Lately I have been feeling very unhappy .. I get frustrated at his lack of drive in business (he has no goals in this regard), and his general imaturity. He acts like he is still a kid.

Christmas was kind of a quiet blow out. He was over at my house and WATCHED as I ran around cleaning, getting presents for his family (he had none and I wasnt going to show up to that house with nothing) making food to bring to both his and my family's houses, cleaning as we were going to be having company .. all of this while he watched TV. Now, I did ask him to help me clean up so I could sit, relax and enjoy a movie with him before we had to get to sleep. He piled up some stuff next to the christmas tree and went back to resting on the couch. Keep in mind that I have strep and am on antibotics .. not feeling so good but still keeping up my cheer.

Anyway .. Christmas eve night went ok, we went to my sisters house and had a nice visit. Came home Christmas eve night and he wanted to .. be intimate. I asked if we could just cuddle given that I am sick and was worn out from the day. He pouted, and told me ok I guess.

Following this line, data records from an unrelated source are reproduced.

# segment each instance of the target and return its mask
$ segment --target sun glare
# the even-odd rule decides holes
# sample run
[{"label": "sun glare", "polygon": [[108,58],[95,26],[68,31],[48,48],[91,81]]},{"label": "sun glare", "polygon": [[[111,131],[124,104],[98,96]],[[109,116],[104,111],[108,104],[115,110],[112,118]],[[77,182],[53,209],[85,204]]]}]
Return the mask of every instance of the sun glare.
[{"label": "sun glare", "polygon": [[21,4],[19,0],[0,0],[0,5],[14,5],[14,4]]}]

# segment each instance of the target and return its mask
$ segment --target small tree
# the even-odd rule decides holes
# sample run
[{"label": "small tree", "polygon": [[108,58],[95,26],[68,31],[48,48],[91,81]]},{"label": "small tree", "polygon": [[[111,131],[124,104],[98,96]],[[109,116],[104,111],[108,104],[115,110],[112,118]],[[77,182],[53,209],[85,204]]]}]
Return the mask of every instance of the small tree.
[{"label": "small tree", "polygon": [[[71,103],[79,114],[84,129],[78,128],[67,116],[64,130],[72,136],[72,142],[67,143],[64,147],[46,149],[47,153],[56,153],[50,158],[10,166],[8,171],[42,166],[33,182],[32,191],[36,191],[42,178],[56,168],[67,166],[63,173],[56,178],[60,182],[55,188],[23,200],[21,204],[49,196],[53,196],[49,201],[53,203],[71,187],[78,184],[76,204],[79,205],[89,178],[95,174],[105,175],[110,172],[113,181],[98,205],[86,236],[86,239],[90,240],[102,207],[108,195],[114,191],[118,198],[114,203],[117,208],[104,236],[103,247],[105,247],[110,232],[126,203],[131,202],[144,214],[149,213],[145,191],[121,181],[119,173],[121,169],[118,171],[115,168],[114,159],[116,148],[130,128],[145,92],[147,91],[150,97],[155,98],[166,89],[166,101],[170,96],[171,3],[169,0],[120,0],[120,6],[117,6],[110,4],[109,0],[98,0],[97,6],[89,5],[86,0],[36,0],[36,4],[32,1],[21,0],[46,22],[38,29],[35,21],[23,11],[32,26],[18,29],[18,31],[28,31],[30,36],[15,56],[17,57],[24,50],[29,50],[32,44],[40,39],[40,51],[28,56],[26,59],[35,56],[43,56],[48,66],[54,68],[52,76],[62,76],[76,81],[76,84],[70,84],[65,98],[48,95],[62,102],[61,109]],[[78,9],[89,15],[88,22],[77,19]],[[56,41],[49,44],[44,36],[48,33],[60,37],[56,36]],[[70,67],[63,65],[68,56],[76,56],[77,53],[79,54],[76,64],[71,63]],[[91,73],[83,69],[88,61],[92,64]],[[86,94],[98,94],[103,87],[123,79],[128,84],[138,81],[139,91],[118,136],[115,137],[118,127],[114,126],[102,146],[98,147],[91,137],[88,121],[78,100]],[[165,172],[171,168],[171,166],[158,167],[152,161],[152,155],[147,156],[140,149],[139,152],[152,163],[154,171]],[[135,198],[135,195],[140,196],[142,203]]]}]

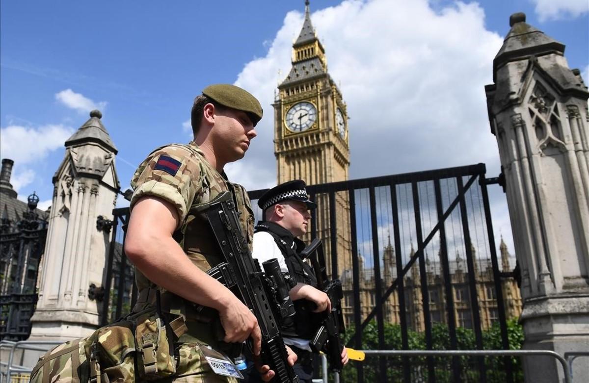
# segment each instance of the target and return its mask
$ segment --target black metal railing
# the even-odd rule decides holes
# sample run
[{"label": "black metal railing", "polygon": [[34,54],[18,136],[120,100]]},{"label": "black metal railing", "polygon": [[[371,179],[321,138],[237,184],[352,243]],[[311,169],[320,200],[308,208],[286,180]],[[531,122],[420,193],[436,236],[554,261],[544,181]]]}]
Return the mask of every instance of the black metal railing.
[{"label": "black metal railing", "polygon": [[[492,182],[485,173],[479,164],[307,187],[319,207],[305,239],[323,240],[328,269],[342,281],[349,346],[408,350],[417,347],[418,337],[424,349],[456,350],[467,347],[461,338],[466,337],[472,338],[471,348],[483,349],[489,348],[488,333],[497,328],[499,347],[509,349],[506,278],[501,278],[491,224],[487,185]],[[258,219],[262,212],[256,202],[264,191],[249,192]],[[103,323],[124,314],[137,295],[121,245],[128,209],[113,214],[105,284],[112,293],[106,294]],[[442,345],[441,329],[448,338]],[[398,342],[391,338],[397,330]],[[392,363],[382,356],[375,363],[354,364],[353,377],[348,378],[389,381],[394,365],[405,382],[445,381],[442,375],[449,373],[452,381],[514,379],[507,357],[498,365],[482,357],[456,356],[427,356],[419,362],[402,357],[398,364]],[[489,371],[498,365],[496,379],[497,371]]]},{"label": "black metal railing", "polygon": [[0,339],[22,341],[31,334],[47,222],[37,210],[37,195],[28,199],[20,219],[11,219],[6,212],[0,218]]}]

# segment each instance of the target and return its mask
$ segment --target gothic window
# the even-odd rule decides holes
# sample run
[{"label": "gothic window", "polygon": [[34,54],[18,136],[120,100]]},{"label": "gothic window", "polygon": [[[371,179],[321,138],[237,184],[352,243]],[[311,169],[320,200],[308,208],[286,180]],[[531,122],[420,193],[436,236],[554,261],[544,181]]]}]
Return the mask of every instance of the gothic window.
[{"label": "gothic window", "polygon": [[466,286],[456,287],[455,291],[456,291],[456,302],[468,302],[469,297],[468,287]]},{"label": "gothic window", "polygon": [[491,322],[491,324],[499,321],[499,311],[497,309],[489,309],[489,321]]},{"label": "gothic window", "polygon": [[432,303],[438,303],[439,302],[439,294],[438,290],[432,290],[429,292],[429,301]]},{"label": "gothic window", "polygon": [[470,310],[458,310],[458,325],[465,328],[472,328],[472,315]]},{"label": "gothic window", "polygon": [[442,322],[442,316],[439,311],[432,311],[432,322],[439,323]]},{"label": "gothic window", "polygon": [[489,301],[497,299],[497,295],[495,294],[495,289],[492,286],[487,287],[487,299]]}]

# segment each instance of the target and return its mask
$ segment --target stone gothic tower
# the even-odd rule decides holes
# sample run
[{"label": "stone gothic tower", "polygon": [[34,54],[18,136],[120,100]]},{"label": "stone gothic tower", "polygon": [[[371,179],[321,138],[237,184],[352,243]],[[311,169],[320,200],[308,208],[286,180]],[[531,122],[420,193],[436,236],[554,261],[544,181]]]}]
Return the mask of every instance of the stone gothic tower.
[{"label": "stone gothic tower", "polygon": [[[293,44],[292,67],[279,85],[273,104],[274,154],[278,182],[302,179],[308,185],[348,179],[350,150],[348,112],[342,93],[327,72],[327,57],[311,24],[309,1],[305,22]],[[351,269],[349,204],[347,195],[336,195],[339,274]],[[317,237],[326,251],[330,274],[329,202],[317,196]]]},{"label": "stone gothic tower", "polygon": [[[98,324],[91,284],[103,285],[110,235],[99,215],[112,219],[120,188],[117,150],[99,111],[65,141],[65,156],[53,176],[53,203],[42,261],[39,298],[31,318],[32,339],[85,336]],[[59,312],[59,315],[56,315]]]},{"label": "stone gothic tower", "polygon": [[[589,349],[589,92],[564,45],[515,14],[485,86],[521,270],[524,347]],[[560,381],[548,358],[524,359],[526,381]],[[589,364],[575,379],[589,381]],[[559,374],[561,376],[559,376]]]}]

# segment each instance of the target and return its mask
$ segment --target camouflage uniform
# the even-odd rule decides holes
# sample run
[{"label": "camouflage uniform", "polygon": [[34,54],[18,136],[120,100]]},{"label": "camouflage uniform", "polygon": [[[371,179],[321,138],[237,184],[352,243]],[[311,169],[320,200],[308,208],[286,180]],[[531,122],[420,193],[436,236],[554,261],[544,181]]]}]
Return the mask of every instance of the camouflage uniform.
[{"label": "camouflage uniform", "polygon": [[[163,155],[181,162],[175,176],[155,169],[158,158]],[[203,152],[194,142],[188,145],[171,145],[160,148],[148,156],[135,173],[131,181],[131,187],[134,190],[131,208],[137,200],[145,196],[157,197],[173,204],[180,220],[174,238],[193,263],[206,271],[219,264],[221,259],[217,254],[217,245],[214,239],[211,239],[214,237],[209,224],[194,212],[198,207],[209,202],[221,192],[227,190],[233,192],[237,206],[241,213],[240,219],[242,229],[252,249],[254,216],[247,193],[241,186],[229,182],[224,176],[209,164]],[[140,292],[155,287],[138,270],[135,270],[135,275]],[[159,289],[163,292],[163,289]],[[214,347],[217,343],[214,335],[216,329],[210,324],[199,321],[198,314],[191,312],[193,306],[189,303],[170,293],[166,294],[171,296],[171,300],[176,302],[169,302],[171,307],[164,309],[167,308],[173,312],[183,311],[182,314],[186,318],[188,327],[188,331],[180,337],[176,346],[180,363],[176,373],[178,377],[175,378],[174,381],[234,381],[215,374],[208,364],[201,361],[203,357],[198,350],[198,344],[209,344]],[[134,311],[144,308],[143,304],[138,304]]]},{"label": "camouflage uniform", "polygon": [[[158,166],[163,156],[168,164],[172,164],[173,168],[174,164],[177,165],[174,174]],[[208,224],[196,213],[196,209],[220,192],[231,191],[241,212],[241,228],[251,251],[254,216],[247,192],[240,185],[228,182],[224,175],[213,168],[195,143],[170,145],[152,152],[135,171],[131,186],[134,189],[131,209],[141,198],[148,196],[164,199],[176,207],[180,223],[174,237],[193,263],[204,271],[219,263],[220,259]],[[87,377],[71,378],[77,375],[77,369],[82,375],[88,369],[91,375],[93,370],[96,371],[94,381],[97,377],[102,381],[144,380],[145,374],[149,372],[146,366],[150,364],[150,361],[147,360],[145,355],[151,355],[152,351],[150,349],[146,353],[144,347],[141,348],[142,344],[148,344],[149,339],[145,341],[144,334],[157,334],[160,331],[170,329],[164,327],[160,328],[157,324],[157,291],[161,297],[161,311],[168,318],[180,320],[175,320],[176,324],[173,322],[171,325],[171,329],[176,333],[173,344],[166,343],[163,347],[160,344],[159,354],[153,353],[157,355],[155,360],[151,361],[151,368],[160,372],[163,371],[167,376],[157,378],[158,375],[155,374],[149,379],[194,383],[237,381],[234,378],[216,375],[208,363],[203,361],[201,345],[210,345],[215,348],[218,345],[220,328],[218,319],[207,322],[201,315],[194,312],[194,306],[190,302],[155,285],[137,269],[135,282],[139,298],[129,316],[98,329],[91,337],[79,341],[79,347],[77,347],[78,341],[75,341],[73,346],[70,342],[48,352],[44,357],[45,362],[40,361],[36,366],[31,381],[47,383],[50,381],[47,379],[49,376],[52,382],[88,381]],[[138,335],[138,329],[144,334],[143,337]],[[162,339],[166,338],[154,337],[151,340],[155,340],[156,337]],[[170,351],[167,355],[165,354],[166,350]],[[60,352],[61,356],[56,357]],[[78,368],[80,366],[81,368]],[[135,371],[137,366],[139,371]],[[91,377],[90,380],[92,381]]]},{"label": "camouflage uniform", "polygon": [[[247,91],[230,84],[214,84],[195,99],[193,122],[199,114],[202,117],[203,109],[198,108],[209,103],[246,113],[254,126],[262,118],[260,102]],[[211,166],[195,143],[170,145],[152,152],[135,172],[131,186],[135,191],[131,209],[147,196],[161,198],[176,207],[180,223],[173,237],[188,258],[205,271],[220,259],[214,236],[197,209],[219,193],[230,191],[252,250],[254,217],[247,193]],[[217,348],[221,338],[218,316],[196,312],[193,303],[156,286],[138,270],[135,279],[139,294],[129,315],[88,338],[48,351],[35,365],[31,381],[235,382],[214,374],[208,363],[202,361],[201,347]]]}]

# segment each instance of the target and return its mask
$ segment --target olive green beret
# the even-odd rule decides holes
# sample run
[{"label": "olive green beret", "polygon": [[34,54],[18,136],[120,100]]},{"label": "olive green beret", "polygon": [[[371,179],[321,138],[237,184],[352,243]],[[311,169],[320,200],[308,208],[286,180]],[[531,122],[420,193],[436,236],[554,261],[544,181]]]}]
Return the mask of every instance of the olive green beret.
[{"label": "olive green beret", "polygon": [[216,84],[205,88],[203,94],[227,108],[243,111],[249,116],[254,126],[262,119],[263,111],[260,101],[239,86]]}]

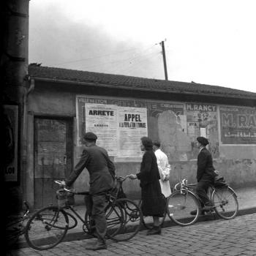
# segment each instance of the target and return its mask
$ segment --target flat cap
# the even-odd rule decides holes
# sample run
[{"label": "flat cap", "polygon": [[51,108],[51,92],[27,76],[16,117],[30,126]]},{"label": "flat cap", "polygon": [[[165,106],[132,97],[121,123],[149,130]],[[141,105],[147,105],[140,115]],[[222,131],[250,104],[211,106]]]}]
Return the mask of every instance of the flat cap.
[{"label": "flat cap", "polygon": [[197,140],[203,146],[206,146],[209,143],[208,140],[204,137],[197,137]]},{"label": "flat cap", "polygon": [[83,138],[85,140],[97,140],[98,138],[98,137],[97,137],[97,135],[94,133],[93,133],[91,132],[88,132],[84,135]]}]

I have a 2 year old daughter, when my boyfriend comes to stay the night he sleeps on the couch. The christmas tree is in the living room. She wakes up and comes out for 'Santa Time' I tired to wake him up 3 times. He rolled over and said he was tired still. My daughter tried to give him a hug and tell him thank you for the gift and he didnt even budge. I sat there taking pictures of my daughter opening all of her gifts alone .. while he was snoring on the couch. After the presents I went to the kitchen to make Christmas breakfast .. still he snored. I brought him breakfast he woke up for that, at it set it on the coffee table and proceeded to go back to sleep. He did not wake up until I told him that we had to leave in 20 minutes if we were going to see his mother for Christmas.

I spent time with his mom and hung out at her house for about 2 hours before my daughter and I left. He left to go hang out with his friends. I went back to my sisters and opened more presents there.

Here is the question, I was VERY mad about the sleeping through christmas thing and not helping when I asked him to. He says that he wants to be a father to my child but he isnt acting like it. I want to know if this is something that I should break up over or if I should just take it down to a casual dating thing (in which case he wont be spending time with my daughter). I am not happy with the way he behaved. I dont want to rush to break up with him ... but I feel like ... I dont need another kid .. I need someone who wants to do this stuff with me ..

I dont know, I am soo sorry for the novel .. but I am very torn. We do have a good time together but he doesnt seem to understand that my child comes first and always will. He says he wants to parent, he wants to make a life .. but he is acting very selfishly ..

Tell me what you guys think, break up .. or take it to a more casual level.